To boost the productivity and innovative entrepreneurship on Singapore’s soil, the Inland Revenue Authority of Singapore (IRAS) introduced Productivity and Innovation Credit (PIC) scheme on the annual budget, 2010. Systematic way of running and innovative mind are two very basic things a company or business needs to overcome mitigations and to lead the market race. The PIC scheme was amended to improve the effectiveness and to enhance competitiveness in the free market capital. By setting the goal to improve the production quality, IRAS encouraged all businesses to take advantage of PIC Scheme by investing in a range of qualifying activities. According to the PIC scheme, eligible companies will receive 100% matching cash bonus on spending of a minimum of $5,000 on qualifying activities in a Year of Assessment (YA). The most positive aspect of PIC scheme is 400% tax deductibility on qualifying expenses.
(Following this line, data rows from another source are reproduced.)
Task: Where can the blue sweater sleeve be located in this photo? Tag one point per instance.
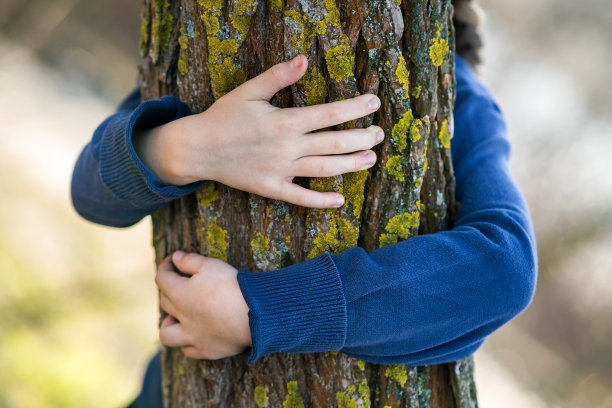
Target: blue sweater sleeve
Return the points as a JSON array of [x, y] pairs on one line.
[[429, 299], [110, 184]]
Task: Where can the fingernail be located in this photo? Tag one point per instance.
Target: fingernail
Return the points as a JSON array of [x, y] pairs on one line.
[[374, 103]]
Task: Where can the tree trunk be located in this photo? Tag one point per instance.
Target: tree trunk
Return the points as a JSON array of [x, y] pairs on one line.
[[399, 50]]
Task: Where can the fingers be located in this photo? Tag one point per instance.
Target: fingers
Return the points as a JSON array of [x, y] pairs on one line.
[[292, 193], [327, 166], [342, 141], [315, 117], [264, 86], [171, 333]]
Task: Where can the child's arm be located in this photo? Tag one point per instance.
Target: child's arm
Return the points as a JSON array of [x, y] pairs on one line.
[[148, 154], [429, 299]]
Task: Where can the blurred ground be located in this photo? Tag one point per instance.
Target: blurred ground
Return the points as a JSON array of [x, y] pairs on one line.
[[78, 303]]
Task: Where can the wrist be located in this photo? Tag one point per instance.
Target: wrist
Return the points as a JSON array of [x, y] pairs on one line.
[[158, 147]]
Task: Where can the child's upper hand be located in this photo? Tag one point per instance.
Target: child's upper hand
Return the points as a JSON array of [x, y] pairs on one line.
[[245, 142], [208, 316]]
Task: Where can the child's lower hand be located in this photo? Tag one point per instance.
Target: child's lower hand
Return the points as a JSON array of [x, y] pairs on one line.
[[245, 142], [208, 316]]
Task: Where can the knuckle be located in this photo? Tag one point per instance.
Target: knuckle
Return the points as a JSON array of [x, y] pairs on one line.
[[325, 169], [338, 145], [335, 113], [277, 73]]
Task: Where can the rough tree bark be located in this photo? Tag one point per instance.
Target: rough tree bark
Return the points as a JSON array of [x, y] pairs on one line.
[[400, 50]]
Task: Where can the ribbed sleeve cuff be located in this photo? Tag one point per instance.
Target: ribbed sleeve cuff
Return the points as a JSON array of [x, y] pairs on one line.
[[297, 309], [122, 170]]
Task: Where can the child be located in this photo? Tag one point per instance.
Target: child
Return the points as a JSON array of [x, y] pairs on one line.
[[426, 300]]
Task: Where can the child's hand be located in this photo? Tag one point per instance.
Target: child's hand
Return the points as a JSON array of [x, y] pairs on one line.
[[208, 315], [246, 143]]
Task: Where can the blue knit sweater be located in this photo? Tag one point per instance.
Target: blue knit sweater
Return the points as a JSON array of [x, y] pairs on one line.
[[427, 300]]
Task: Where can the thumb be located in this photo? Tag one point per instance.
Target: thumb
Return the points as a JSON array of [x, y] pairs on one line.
[[264, 86], [188, 264]]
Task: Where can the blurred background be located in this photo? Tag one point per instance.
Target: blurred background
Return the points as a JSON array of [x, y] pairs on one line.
[[78, 304]]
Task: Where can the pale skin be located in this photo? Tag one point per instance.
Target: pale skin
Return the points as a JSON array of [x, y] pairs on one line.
[[245, 142]]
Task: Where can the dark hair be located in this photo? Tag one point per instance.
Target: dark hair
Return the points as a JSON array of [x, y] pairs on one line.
[[467, 19]]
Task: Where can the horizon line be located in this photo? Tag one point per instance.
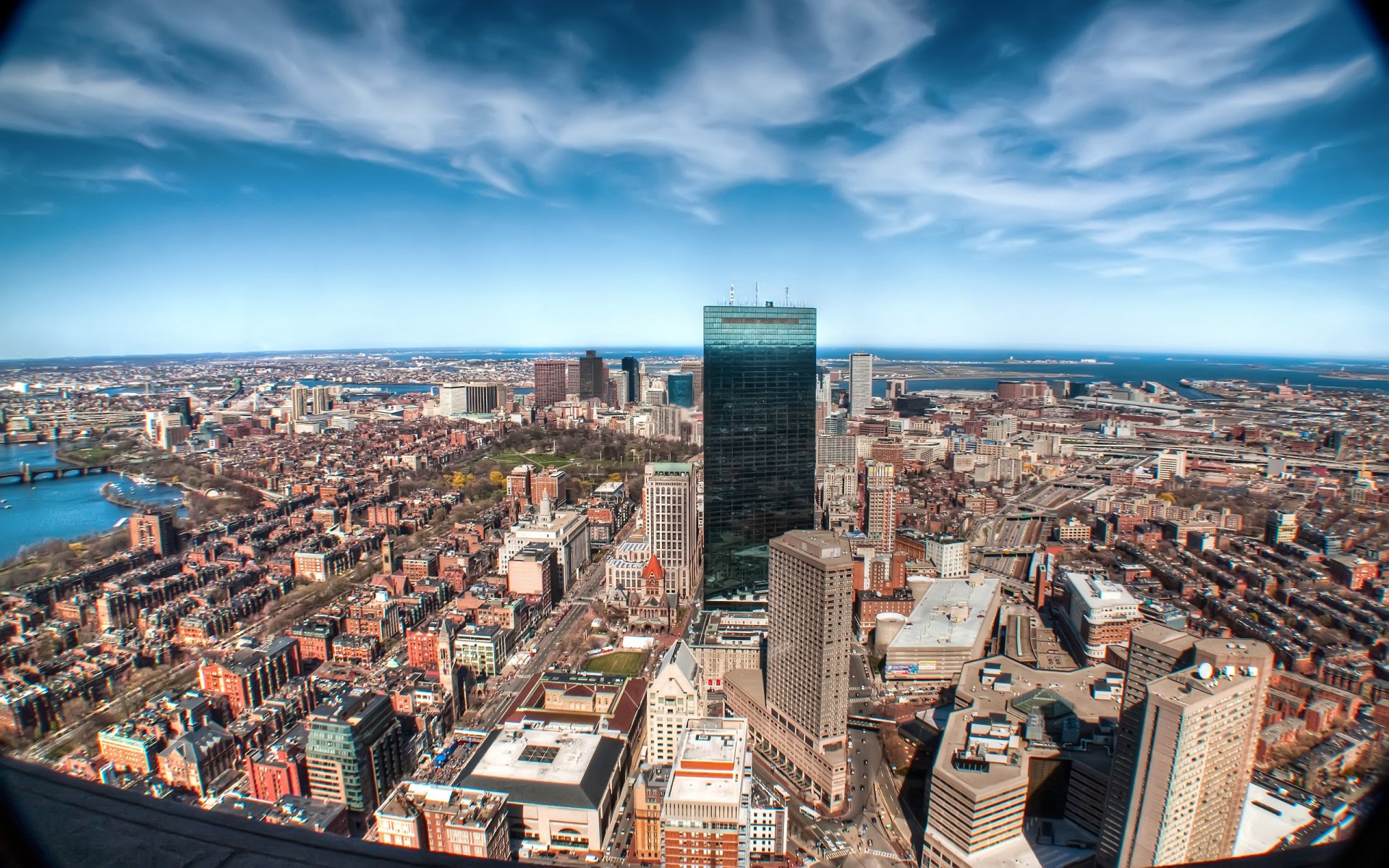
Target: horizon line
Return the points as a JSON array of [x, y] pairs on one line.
[[685, 349]]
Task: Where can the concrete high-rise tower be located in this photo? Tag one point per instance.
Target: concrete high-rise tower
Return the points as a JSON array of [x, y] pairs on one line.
[[1195, 756], [759, 438], [551, 381], [670, 514], [880, 504], [634, 380], [860, 383], [592, 377], [1155, 652], [800, 707]]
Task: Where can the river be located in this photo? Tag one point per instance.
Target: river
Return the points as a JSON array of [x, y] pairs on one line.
[[60, 509]]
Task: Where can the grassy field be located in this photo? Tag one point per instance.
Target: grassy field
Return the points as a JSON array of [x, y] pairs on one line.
[[540, 460], [617, 663], [89, 454]]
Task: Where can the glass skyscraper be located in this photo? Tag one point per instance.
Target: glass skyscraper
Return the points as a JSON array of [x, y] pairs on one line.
[[759, 438], [679, 389], [634, 380]]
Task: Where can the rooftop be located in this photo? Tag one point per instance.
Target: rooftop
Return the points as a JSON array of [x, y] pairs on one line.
[[557, 767], [951, 614]]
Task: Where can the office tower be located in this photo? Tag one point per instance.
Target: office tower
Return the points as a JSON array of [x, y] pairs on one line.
[[759, 438], [708, 807], [836, 422], [572, 377], [800, 703], [634, 380], [880, 504], [677, 694], [470, 398], [696, 370], [1280, 527], [155, 531], [810, 585], [681, 389], [860, 383], [297, 401], [1155, 652], [551, 381], [951, 555], [1171, 464], [670, 516], [592, 377], [356, 750], [1195, 756]]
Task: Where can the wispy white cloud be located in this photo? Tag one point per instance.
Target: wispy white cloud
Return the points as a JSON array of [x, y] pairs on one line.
[[1346, 250], [38, 210], [993, 241], [113, 178], [1141, 139]]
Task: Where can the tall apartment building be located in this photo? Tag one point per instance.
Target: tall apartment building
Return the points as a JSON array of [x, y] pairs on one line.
[[802, 703], [670, 516], [297, 401], [356, 750], [836, 422], [696, 370], [880, 504], [592, 377], [836, 449], [677, 694], [551, 381], [706, 813], [860, 383], [1099, 614], [632, 368], [951, 555], [1280, 527], [1195, 756], [1155, 652], [759, 438], [249, 677], [155, 531], [1170, 464]]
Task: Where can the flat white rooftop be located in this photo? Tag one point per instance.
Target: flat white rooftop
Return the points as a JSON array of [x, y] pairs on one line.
[[1267, 820], [539, 754], [709, 767], [951, 614], [1097, 593]]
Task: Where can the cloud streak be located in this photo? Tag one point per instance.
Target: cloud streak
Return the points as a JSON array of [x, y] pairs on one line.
[[1138, 139]]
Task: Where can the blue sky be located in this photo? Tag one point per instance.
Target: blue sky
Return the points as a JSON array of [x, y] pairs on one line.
[[185, 176]]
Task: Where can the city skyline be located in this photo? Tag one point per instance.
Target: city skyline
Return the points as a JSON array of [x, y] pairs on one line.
[[171, 166]]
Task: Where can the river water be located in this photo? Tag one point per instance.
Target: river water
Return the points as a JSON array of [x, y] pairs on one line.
[[60, 509]]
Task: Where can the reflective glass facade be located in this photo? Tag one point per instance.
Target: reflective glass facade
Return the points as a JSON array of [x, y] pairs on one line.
[[679, 389], [759, 438]]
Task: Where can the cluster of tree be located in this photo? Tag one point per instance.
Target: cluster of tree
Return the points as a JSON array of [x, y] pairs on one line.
[[56, 557]]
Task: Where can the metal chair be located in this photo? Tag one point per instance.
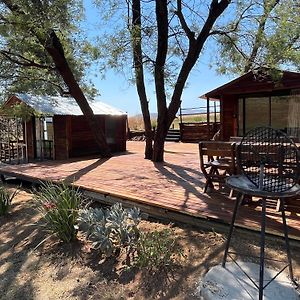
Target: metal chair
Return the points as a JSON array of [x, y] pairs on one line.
[[269, 161], [220, 161]]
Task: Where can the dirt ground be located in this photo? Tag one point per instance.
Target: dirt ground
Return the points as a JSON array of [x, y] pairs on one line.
[[60, 271]]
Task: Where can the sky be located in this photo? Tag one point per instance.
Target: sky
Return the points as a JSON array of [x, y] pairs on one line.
[[115, 90]]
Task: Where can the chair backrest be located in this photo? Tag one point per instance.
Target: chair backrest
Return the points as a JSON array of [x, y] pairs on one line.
[[269, 158]]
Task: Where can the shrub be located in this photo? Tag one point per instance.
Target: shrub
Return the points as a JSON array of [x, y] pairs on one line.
[[59, 205], [157, 250], [111, 229], [6, 198]]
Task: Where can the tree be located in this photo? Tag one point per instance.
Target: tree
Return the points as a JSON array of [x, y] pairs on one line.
[[168, 43], [34, 22], [260, 34]]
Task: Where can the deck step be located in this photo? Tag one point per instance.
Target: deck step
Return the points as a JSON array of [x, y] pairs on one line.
[[173, 135]]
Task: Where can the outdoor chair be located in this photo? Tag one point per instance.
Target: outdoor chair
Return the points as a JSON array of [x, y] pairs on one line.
[[269, 164], [217, 161]]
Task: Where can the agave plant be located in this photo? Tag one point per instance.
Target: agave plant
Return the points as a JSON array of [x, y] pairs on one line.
[[110, 229], [6, 198]]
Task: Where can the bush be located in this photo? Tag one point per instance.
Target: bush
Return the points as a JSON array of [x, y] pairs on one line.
[[111, 229], [59, 205], [157, 250], [6, 198]]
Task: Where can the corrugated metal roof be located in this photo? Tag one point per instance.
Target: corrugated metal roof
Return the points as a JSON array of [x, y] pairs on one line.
[[55, 105]]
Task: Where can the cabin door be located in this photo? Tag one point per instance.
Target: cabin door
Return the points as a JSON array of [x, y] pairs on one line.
[[44, 137]]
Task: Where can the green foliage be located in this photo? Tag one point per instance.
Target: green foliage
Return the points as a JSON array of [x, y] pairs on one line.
[[59, 205], [260, 34], [157, 250], [25, 65], [6, 198], [110, 229]]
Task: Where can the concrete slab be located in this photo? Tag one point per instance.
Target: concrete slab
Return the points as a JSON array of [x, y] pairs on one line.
[[231, 283]]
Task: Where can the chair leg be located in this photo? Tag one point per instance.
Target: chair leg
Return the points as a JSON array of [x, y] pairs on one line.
[[286, 237], [262, 250], [208, 180], [237, 203]]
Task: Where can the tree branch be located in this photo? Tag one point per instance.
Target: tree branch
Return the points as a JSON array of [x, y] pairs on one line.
[[190, 34], [26, 62]]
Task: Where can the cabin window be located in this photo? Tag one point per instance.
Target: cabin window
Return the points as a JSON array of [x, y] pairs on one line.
[[280, 112]]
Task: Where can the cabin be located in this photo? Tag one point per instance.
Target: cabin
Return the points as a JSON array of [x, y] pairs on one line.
[[255, 99], [59, 130]]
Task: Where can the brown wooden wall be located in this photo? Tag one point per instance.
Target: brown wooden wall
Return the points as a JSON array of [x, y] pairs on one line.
[[229, 116], [81, 139], [61, 128]]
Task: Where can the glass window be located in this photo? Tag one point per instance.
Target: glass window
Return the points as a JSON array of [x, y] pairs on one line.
[[281, 113]]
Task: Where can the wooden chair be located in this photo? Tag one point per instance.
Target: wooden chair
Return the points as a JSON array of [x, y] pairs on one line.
[[217, 161]]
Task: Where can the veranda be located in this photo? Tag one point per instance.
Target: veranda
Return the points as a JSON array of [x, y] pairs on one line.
[[172, 190]]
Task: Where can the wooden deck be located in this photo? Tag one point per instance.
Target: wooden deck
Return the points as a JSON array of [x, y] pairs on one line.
[[172, 187]]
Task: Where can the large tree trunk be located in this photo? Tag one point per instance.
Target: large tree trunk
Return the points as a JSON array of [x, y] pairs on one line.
[[167, 115], [139, 74], [55, 50], [159, 76]]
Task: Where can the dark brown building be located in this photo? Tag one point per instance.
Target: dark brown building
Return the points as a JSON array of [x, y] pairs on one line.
[[61, 131], [255, 99]]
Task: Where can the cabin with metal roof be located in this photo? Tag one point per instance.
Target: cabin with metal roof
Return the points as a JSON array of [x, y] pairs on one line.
[[256, 99], [59, 130]]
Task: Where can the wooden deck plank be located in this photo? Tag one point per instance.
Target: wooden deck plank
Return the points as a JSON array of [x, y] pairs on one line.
[[175, 185]]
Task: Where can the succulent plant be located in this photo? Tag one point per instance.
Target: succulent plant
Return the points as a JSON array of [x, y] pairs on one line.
[[110, 229]]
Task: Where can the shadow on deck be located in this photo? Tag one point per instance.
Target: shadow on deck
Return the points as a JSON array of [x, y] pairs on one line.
[[173, 189]]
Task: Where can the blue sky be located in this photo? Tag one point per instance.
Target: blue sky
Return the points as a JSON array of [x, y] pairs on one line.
[[116, 91]]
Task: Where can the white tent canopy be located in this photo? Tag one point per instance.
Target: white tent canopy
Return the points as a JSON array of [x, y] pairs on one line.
[[56, 105]]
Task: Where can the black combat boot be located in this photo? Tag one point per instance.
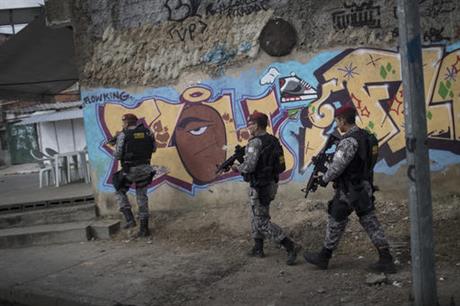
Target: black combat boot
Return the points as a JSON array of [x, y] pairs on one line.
[[130, 222], [292, 249], [144, 228], [321, 259], [385, 263], [258, 249]]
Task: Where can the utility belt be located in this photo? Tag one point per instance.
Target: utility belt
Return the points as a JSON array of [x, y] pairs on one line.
[[133, 163], [259, 180], [119, 178]]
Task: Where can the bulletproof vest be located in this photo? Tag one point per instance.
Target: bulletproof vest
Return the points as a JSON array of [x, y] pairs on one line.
[[266, 171], [359, 168], [138, 146]]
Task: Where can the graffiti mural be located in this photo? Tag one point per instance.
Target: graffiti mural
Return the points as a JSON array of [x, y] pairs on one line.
[[199, 127], [194, 134]]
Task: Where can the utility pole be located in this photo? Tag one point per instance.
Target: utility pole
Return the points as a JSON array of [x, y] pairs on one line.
[[418, 162]]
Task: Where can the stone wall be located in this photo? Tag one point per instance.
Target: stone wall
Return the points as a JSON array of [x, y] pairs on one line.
[[193, 70]]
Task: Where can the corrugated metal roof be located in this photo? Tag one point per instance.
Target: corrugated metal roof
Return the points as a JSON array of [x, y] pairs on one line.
[[53, 116], [45, 107]]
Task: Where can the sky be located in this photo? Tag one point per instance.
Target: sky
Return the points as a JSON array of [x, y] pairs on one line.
[[11, 4], [16, 4]]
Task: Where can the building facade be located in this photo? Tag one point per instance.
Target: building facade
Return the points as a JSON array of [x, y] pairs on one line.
[[193, 70]]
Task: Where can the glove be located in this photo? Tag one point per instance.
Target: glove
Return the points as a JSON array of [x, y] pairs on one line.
[[321, 182]]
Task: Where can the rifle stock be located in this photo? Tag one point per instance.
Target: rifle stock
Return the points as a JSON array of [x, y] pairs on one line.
[[238, 155], [319, 162]]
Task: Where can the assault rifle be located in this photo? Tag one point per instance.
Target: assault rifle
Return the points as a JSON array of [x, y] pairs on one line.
[[238, 155], [319, 162]]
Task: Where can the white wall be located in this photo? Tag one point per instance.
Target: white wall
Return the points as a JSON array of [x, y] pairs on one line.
[[62, 136]]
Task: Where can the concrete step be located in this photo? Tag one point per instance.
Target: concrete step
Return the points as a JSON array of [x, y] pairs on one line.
[[57, 233], [104, 229], [64, 214]]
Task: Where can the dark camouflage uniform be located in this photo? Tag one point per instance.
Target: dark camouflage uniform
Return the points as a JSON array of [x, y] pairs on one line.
[[260, 198], [135, 174], [345, 152]]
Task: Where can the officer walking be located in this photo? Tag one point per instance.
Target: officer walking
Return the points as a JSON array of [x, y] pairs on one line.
[[258, 170], [351, 173], [134, 148]]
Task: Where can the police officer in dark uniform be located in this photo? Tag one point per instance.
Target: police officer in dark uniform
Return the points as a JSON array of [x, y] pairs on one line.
[[351, 173], [134, 148], [263, 185]]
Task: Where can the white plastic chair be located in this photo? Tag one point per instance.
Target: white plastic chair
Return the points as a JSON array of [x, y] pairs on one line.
[[46, 171]]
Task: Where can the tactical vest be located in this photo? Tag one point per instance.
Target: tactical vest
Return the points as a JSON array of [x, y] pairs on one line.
[[359, 168], [138, 146], [266, 169]]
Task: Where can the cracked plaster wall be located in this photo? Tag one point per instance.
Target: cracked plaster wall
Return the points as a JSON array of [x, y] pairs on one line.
[[151, 43]]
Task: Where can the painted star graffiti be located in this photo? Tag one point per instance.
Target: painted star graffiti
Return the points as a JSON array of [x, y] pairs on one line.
[[349, 71], [451, 74]]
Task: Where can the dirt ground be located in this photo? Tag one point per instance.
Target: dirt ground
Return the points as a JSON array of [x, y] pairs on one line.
[[225, 276]]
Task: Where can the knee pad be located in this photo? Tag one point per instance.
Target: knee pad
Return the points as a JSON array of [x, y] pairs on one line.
[[339, 210]]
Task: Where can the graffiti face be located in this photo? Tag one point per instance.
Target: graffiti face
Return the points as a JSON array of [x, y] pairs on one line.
[[200, 140], [199, 129]]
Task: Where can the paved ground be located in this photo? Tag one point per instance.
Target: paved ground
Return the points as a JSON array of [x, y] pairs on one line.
[[136, 273]]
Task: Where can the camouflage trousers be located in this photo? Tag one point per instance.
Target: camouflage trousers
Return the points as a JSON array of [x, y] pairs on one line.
[[136, 174], [261, 226], [369, 222]]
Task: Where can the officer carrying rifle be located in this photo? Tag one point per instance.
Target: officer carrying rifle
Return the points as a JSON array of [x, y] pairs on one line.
[[134, 147], [351, 171], [260, 166]]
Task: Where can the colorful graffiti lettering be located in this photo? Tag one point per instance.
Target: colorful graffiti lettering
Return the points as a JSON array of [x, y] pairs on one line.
[[193, 135], [199, 129]]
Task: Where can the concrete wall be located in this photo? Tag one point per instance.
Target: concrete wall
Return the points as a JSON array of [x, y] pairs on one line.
[[194, 70]]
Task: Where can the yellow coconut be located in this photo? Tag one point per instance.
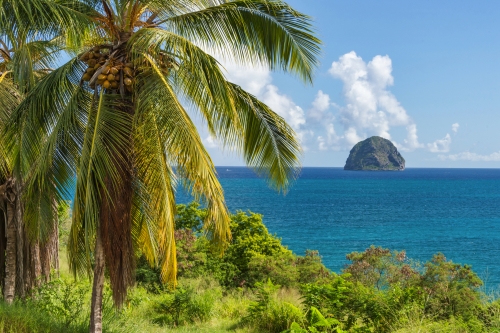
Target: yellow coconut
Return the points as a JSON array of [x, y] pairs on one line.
[[127, 71]]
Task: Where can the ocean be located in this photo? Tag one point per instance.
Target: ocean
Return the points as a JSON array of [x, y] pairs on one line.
[[423, 211]]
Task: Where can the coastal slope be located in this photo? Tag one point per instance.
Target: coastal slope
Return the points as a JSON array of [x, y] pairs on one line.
[[375, 154]]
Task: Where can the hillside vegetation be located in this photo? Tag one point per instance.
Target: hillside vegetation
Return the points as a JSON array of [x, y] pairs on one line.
[[259, 285]]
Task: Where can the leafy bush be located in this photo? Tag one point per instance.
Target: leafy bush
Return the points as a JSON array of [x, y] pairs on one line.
[[270, 314], [187, 304], [63, 300]]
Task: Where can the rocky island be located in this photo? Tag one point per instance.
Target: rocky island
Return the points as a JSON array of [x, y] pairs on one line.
[[375, 154]]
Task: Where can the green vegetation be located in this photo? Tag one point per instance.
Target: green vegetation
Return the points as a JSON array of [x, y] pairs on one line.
[[117, 118], [261, 286]]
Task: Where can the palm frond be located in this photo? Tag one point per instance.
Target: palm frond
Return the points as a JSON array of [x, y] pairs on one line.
[[260, 32]]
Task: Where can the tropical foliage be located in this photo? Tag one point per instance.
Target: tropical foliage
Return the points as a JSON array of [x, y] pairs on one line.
[[437, 296], [117, 118]]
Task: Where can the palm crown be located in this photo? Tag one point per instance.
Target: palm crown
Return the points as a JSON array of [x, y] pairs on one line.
[[117, 117]]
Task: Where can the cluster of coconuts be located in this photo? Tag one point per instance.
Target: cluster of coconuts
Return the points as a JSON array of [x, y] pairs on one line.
[[106, 70]]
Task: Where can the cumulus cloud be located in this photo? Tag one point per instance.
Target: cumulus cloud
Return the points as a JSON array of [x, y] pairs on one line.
[[257, 81], [211, 142], [441, 145], [371, 109], [468, 156]]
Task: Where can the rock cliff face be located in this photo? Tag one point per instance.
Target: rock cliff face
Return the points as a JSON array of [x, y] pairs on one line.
[[375, 153]]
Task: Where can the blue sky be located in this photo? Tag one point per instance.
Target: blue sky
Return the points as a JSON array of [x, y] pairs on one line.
[[425, 74]]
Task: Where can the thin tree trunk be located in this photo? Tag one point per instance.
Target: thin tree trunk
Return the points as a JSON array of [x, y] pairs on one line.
[[97, 287], [3, 244], [10, 255], [20, 239], [54, 247], [37, 265]]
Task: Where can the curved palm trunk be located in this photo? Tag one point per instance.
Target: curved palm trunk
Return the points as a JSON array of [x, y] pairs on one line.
[[114, 239], [20, 241], [97, 287], [24, 261], [8, 198]]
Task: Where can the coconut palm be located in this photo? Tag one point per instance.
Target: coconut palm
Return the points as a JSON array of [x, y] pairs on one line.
[[28, 48], [118, 118]]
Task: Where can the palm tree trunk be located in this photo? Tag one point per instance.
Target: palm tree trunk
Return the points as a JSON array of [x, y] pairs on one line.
[[3, 244], [20, 239], [97, 287], [10, 255]]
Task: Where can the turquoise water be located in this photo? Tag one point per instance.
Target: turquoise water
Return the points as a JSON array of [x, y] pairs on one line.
[[423, 211]]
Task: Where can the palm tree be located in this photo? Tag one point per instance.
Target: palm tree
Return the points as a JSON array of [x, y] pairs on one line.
[[28, 48], [117, 117]]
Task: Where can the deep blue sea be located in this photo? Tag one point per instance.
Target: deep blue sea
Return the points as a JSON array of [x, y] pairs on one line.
[[422, 211]]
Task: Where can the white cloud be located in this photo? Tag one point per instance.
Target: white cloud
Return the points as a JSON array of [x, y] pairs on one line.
[[257, 81], [252, 79], [468, 156], [370, 108], [321, 102], [211, 142], [440, 146], [284, 106]]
A lot of prospective clients of PIC scheme had a serious doubt that whether software can be claimed under the PIC scheme in terms of the price or training cost, or not. But surely the clients are now assured about the benefit as IRAS explained that the software as well as hardware, both are covered under the PIC scheme and also can be claimed. For further information, in 2013, the Government of Singapore made this PIC scheme for software more liberal and the term ‘automation equipment’ has been changed to ‘IT and automation equipment’ to reflect the fact that PIC scheme already supports IT-related software besides automation equipment.
The qualifying activities for businesses to be eligible for PIC scheme or PIC+ scheme, includes purchase of IT products such as software and also training for employees. If any company need to send their employee for training purpose with the purchased software and to have hand on experience, the course fee spent, can be rightfully claimed under the PIC scheme and the cost will be reimbursed.